In a dark corner of her mind, she lay in torn silk, asleep, fingers brushing the blue-grey petals of the first spring bloom.

The sky was a mirror image of the earth; her likeness projected into the heavens, asleep, breath visible in the wind.

 


 

[.Then the words of the song
Remind her of those days.]

"I brought flowers." Hilde arranged the yellow roses in a large vase, carefully setting it on a nearby desk.

"Thank you." Relena stared at the dark-haired girl in front of her, and abruptly asked: "Well?"

"Well, what?"

"You want to ask why."

Hilde flushed lightly, but didn't shake her head. Relena nodded. "Heero. with Duo. after the war. in peace. there were no more excuses."

"Did you want to die?"

Relena looked at her sadly. "I don't think that matters anymore."

"But it does."

"Very well. Consciously, yes. Unconsciously, no. Or maybe the other way around."

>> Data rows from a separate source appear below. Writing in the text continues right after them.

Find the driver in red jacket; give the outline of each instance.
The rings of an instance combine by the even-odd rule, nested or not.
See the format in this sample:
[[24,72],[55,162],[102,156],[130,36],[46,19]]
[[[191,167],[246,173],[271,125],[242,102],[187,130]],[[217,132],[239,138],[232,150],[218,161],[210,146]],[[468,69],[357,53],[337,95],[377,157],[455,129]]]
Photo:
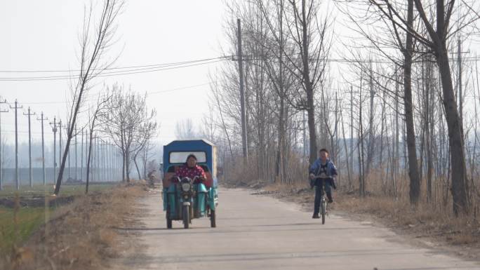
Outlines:
[[173,182],[178,182],[177,177],[180,177],[180,179],[189,177],[193,180],[195,176],[197,176],[198,178],[195,180],[194,184],[201,183],[206,179],[204,169],[196,165],[196,156],[193,154],[190,154],[187,157],[187,162],[185,162],[185,164],[175,172],[175,176],[173,177]]

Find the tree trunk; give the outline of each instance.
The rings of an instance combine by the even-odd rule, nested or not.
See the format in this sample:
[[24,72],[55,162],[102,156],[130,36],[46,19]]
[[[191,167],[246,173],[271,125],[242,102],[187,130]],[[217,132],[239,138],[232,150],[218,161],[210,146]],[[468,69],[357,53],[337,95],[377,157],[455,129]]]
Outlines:
[[[413,25],[413,0],[408,0],[407,24]],[[417,151],[415,147],[415,127],[413,123],[413,108],[412,103],[412,54],[413,36],[410,32],[406,33],[406,49],[404,53],[405,65],[404,67],[404,107],[405,121],[406,128],[407,149],[408,152],[408,176],[410,178],[410,203],[414,205],[418,204],[420,199],[420,180],[418,177],[418,165],[417,163]]]
[[448,55],[444,43],[442,43],[439,50],[436,62],[440,70],[444,94],[443,103],[448,130],[452,168],[451,193],[453,198],[453,212],[455,215],[458,215],[460,213],[467,213],[469,210],[463,127],[460,123],[460,117],[455,100]]

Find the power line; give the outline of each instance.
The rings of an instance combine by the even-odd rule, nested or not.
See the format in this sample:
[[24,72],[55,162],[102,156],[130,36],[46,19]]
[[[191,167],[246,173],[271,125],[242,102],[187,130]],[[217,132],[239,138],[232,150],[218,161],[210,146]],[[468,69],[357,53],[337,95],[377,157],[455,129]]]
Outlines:
[[[199,86],[208,86],[212,83],[214,83],[214,82],[208,82],[208,83],[200,83],[200,84],[195,84],[195,85],[192,85],[192,86],[178,87],[178,88],[167,89],[167,90],[158,90],[158,91],[150,91],[150,92],[147,91],[147,95],[155,95],[155,94],[161,94],[163,93],[175,91],[175,90],[178,90],[194,88],[199,87]],[[68,103],[68,102],[68,102],[68,101],[45,101],[45,102],[39,101],[39,102],[22,102],[22,104],[65,104],[65,103]]]
[[[228,59],[231,58],[231,55],[228,56],[220,56],[218,58],[203,58],[203,59],[197,59],[197,60],[187,60],[187,61],[183,61],[183,62],[169,62],[169,63],[163,63],[163,64],[149,64],[149,65],[135,65],[135,66],[126,66],[126,67],[108,67],[105,69],[92,69],[92,71],[95,71],[95,70],[116,70],[116,69],[138,69],[138,68],[152,68],[152,67],[170,67],[170,66],[175,66],[175,65],[185,65],[185,64],[192,64],[194,62],[205,62],[205,61],[210,61],[210,60],[220,60],[220,59]],[[0,70],[0,73],[48,73],[48,72],[80,72],[80,69],[44,69],[44,70]]]
[[[99,73],[98,77],[108,77],[112,76],[123,76],[135,74],[140,73],[154,72],[164,70],[178,69],[184,67],[190,67],[203,65],[213,64],[222,61],[225,61],[225,58],[217,58],[215,60],[201,60],[191,62],[188,64],[175,65],[171,66],[154,66],[150,67],[142,67],[137,69],[130,69],[126,70],[113,71],[110,72]],[[106,70],[106,69],[105,69]],[[56,81],[72,79],[77,77],[77,75],[59,75],[59,76],[16,76],[16,77],[0,77],[0,81]]]

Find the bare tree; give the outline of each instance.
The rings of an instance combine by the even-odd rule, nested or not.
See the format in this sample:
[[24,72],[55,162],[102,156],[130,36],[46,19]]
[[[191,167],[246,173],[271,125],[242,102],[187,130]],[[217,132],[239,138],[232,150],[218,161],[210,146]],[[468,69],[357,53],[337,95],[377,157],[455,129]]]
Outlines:
[[105,63],[102,60],[107,49],[114,41],[113,37],[116,29],[114,22],[123,5],[124,2],[121,0],[104,0],[102,11],[96,22],[93,21],[94,20],[93,3],[91,3],[90,8],[85,12],[80,41],[80,72],[72,91],[72,100],[68,117],[69,128],[67,133],[67,143],[55,187],[55,195],[60,192],[65,161],[70,149],[70,142],[74,136],[77,116],[84,102],[83,98],[91,87],[91,81],[113,63],[113,62]]
[[88,138],[88,151],[86,153],[86,184],[85,186],[85,193],[88,193],[88,184],[90,183],[90,163],[91,161],[93,142],[98,137],[98,133],[102,131],[105,123],[102,121],[105,120],[103,114],[108,112],[111,109],[108,106],[111,104],[109,100],[112,98],[112,95],[108,88],[103,93],[99,93],[97,97],[97,104],[95,109],[93,109],[92,114],[88,121],[88,133],[90,137]]
[[[258,4],[265,17],[268,18],[267,8],[262,0]],[[288,8],[283,11],[287,15],[286,28],[289,33],[291,41],[296,46],[295,53],[290,54],[286,48],[282,49],[286,61],[292,64],[289,70],[300,82],[303,93],[293,97],[299,109],[307,112],[307,122],[310,153],[310,163],[316,159],[316,131],[315,126],[314,93],[318,86],[321,86],[325,79],[330,53],[331,41],[328,39],[329,23],[326,19],[321,21],[319,18],[320,2],[317,0],[291,0]],[[271,20],[267,20],[271,32],[275,40],[282,43],[273,27]],[[298,55],[300,59],[297,57]]]
[[110,109],[103,115],[105,129],[122,154],[122,178],[130,182],[131,162],[146,144],[142,136],[148,135],[149,140],[156,131],[156,123],[152,121],[156,112],[147,110],[146,95],[142,96],[131,90],[126,92],[118,84],[112,86],[112,92]]

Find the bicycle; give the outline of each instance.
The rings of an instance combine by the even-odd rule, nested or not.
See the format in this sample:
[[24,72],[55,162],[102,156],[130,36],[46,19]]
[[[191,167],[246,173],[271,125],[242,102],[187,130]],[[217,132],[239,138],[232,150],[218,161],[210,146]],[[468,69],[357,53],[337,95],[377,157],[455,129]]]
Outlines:
[[[321,179],[322,180],[322,183],[321,184],[324,186],[323,189],[321,189],[321,200],[320,201],[320,212],[321,213],[321,224],[325,224],[325,217],[328,215],[328,201],[325,198],[326,196],[326,192],[325,192],[325,180],[331,178],[331,177],[326,175],[325,174],[322,173],[320,175],[315,175],[314,176],[314,178],[312,180],[312,181],[314,181],[316,179]],[[312,185],[312,184],[310,184]]]

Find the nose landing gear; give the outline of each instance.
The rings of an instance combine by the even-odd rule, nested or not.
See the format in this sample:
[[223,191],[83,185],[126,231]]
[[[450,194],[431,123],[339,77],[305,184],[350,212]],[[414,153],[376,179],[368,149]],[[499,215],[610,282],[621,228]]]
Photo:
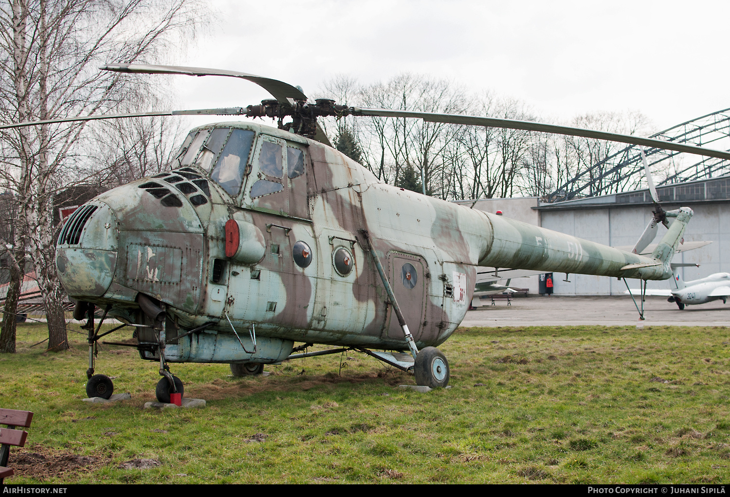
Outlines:
[[110,308],[111,306],[108,306],[104,309],[101,320],[99,322],[99,326],[96,328],[94,328],[93,325],[94,305],[93,304],[80,301],[77,302],[76,307],[74,308],[74,319],[80,321],[85,316],[88,316],[88,320],[86,322],[86,324],[81,328],[88,330],[89,333],[89,367],[86,370],[86,395],[89,398],[101,397],[101,398],[109,400],[112,394],[114,393],[114,383],[112,382],[111,378],[106,374],[93,374],[94,358],[99,355],[96,343],[99,342],[99,339],[103,336],[99,335],[99,331],[101,328],[101,323],[104,323],[104,320],[107,317],[107,312],[109,312]]

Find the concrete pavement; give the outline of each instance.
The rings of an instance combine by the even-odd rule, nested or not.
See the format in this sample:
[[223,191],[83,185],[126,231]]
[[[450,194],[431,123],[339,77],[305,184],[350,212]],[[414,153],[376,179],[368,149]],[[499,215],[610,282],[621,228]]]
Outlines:
[[[490,301],[486,301],[489,302]],[[637,303],[641,302],[637,298]],[[680,311],[666,297],[647,297],[644,303],[645,326],[730,326],[730,302],[721,300]],[[585,297],[518,296],[512,305],[496,301],[494,306],[469,311],[462,326],[565,326],[603,325],[634,326],[639,312],[629,296]]]

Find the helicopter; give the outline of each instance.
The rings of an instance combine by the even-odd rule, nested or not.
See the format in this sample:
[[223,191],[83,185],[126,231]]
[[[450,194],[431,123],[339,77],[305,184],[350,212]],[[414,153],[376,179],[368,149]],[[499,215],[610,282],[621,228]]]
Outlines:
[[[669,262],[692,216],[688,207],[664,213],[674,222],[650,255],[623,251],[385,184],[332,148],[318,117],[420,118],[730,158],[680,143],[531,121],[310,102],[291,85],[233,71],[121,63],[101,69],[238,77],[274,98],[246,107],[0,128],[164,115],[267,117],[277,126],[196,127],[169,170],[103,193],[66,221],[56,266],[77,301],[74,318],[88,319],[90,397],[112,395],[112,380],[95,371],[96,346],[122,328],[131,328],[137,343],[102,343],[134,347],[142,359],[158,363],[161,402],[183,393],[170,371],[175,363],[228,363],[242,376],[261,373],[264,364],[350,350],[412,372],[419,385],[446,387],[448,361],[437,347],[464,317],[479,267],[672,276]],[[122,324],[101,333],[107,317]],[[314,344],[335,348],[301,352]]]

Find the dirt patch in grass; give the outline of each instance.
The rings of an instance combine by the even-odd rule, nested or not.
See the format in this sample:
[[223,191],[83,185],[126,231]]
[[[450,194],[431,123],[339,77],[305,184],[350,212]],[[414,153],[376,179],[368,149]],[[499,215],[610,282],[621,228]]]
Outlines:
[[[9,466],[15,471],[14,477],[53,480],[69,474],[95,471],[107,466],[110,461],[111,458],[103,454],[82,455],[68,450],[49,449],[34,444],[11,451]],[[12,484],[12,478],[5,480],[5,483]]]
[[157,459],[132,459],[126,461],[118,467],[120,469],[149,469],[160,466],[160,461]]
[[539,468],[536,468],[535,466],[529,466],[528,468],[523,468],[517,471],[517,474],[520,477],[524,477],[528,479],[548,479],[553,477],[553,476],[546,471],[540,469]]

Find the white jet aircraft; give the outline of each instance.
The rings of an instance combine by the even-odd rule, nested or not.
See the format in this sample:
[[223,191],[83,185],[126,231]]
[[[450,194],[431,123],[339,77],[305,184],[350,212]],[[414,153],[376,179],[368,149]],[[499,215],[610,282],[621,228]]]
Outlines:
[[[674,265],[673,265],[674,266]],[[685,282],[675,269],[675,290],[649,290],[645,295],[658,295],[669,297],[668,302],[676,302],[680,310],[685,305],[696,305],[711,302],[713,300],[722,300],[723,304],[727,303],[730,297],[730,273],[715,273],[710,276]],[[624,293],[640,293],[641,290],[635,288],[623,292]]]

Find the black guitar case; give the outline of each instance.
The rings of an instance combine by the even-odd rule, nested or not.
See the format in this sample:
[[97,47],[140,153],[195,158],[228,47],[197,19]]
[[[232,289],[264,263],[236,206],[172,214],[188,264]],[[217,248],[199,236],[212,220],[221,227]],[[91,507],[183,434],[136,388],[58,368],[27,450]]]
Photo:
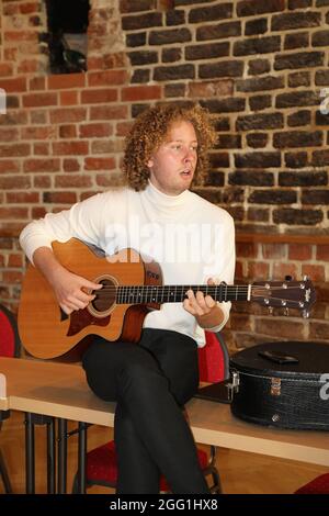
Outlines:
[[231,412],[280,428],[329,429],[329,344],[265,343],[230,359]]

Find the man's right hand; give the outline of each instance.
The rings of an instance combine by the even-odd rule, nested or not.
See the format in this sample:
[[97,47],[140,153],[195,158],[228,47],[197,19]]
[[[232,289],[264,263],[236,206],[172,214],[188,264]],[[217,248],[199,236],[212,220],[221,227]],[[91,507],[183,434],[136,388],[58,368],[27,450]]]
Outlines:
[[68,315],[75,310],[86,309],[95,299],[95,295],[91,292],[102,288],[101,283],[93,283],[64,267],[53,271],[49,282],[59,306]]
[[48,247],[38,247],[33,254],[33,262],[48,280],[59,306],[68,315],[86,309],[95,298],[91,292],[102,288],[101,283],[93,283],[63,267]]

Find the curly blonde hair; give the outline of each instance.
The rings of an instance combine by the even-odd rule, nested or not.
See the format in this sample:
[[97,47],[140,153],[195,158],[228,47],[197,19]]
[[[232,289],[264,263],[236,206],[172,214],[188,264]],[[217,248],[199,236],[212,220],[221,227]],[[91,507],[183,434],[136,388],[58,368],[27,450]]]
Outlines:
[[194,126],[198,145],[192,184],[203,184],[208,165],[207,154],[216,142],[208,111],[197,104],[161,104],[138,115],[126,138],[123,172],[132,189],[145,190],[149,178],[147,161],[164,142],[171,125],[178,121],[191,122]]

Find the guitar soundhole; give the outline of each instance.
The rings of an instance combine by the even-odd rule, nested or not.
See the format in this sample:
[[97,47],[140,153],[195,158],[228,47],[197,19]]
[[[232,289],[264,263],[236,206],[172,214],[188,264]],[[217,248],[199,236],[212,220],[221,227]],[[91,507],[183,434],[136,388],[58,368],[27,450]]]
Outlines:
[[101,283],[103,288],[95,290],[95,299],[91,302],[92,312],[100,315],[107,315],[112,306],[115,304],[116,298],[116,283],[111,278],[103,278],[98,283]]

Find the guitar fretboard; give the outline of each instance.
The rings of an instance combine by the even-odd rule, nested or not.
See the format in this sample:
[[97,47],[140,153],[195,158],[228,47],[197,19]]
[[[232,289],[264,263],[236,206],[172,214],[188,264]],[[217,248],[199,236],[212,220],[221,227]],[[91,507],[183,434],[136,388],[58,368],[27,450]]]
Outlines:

"Lena, look at me," Hilde commanded. Relena turned her head and after a moment, Hilde shook her head. There was nothing in those irises; just her reflection.

"You had no right to bring me back," Relena said, after a moment, and turned her head away.

 


 

He watched her breathe for a moment.

Just a moment, in-between the still beeping machines. The frail skeleton that was covered by sheets, lightly breathing.

Dreaming. Relena was lost in a dream, smiling.

"Heero?" Duo drew one slim arm around his lover. "Are you okay?"

"I never meant it."

"What?"

Heero's eyes brimmed with tears. "When I said I was going to kill her. I never meant it."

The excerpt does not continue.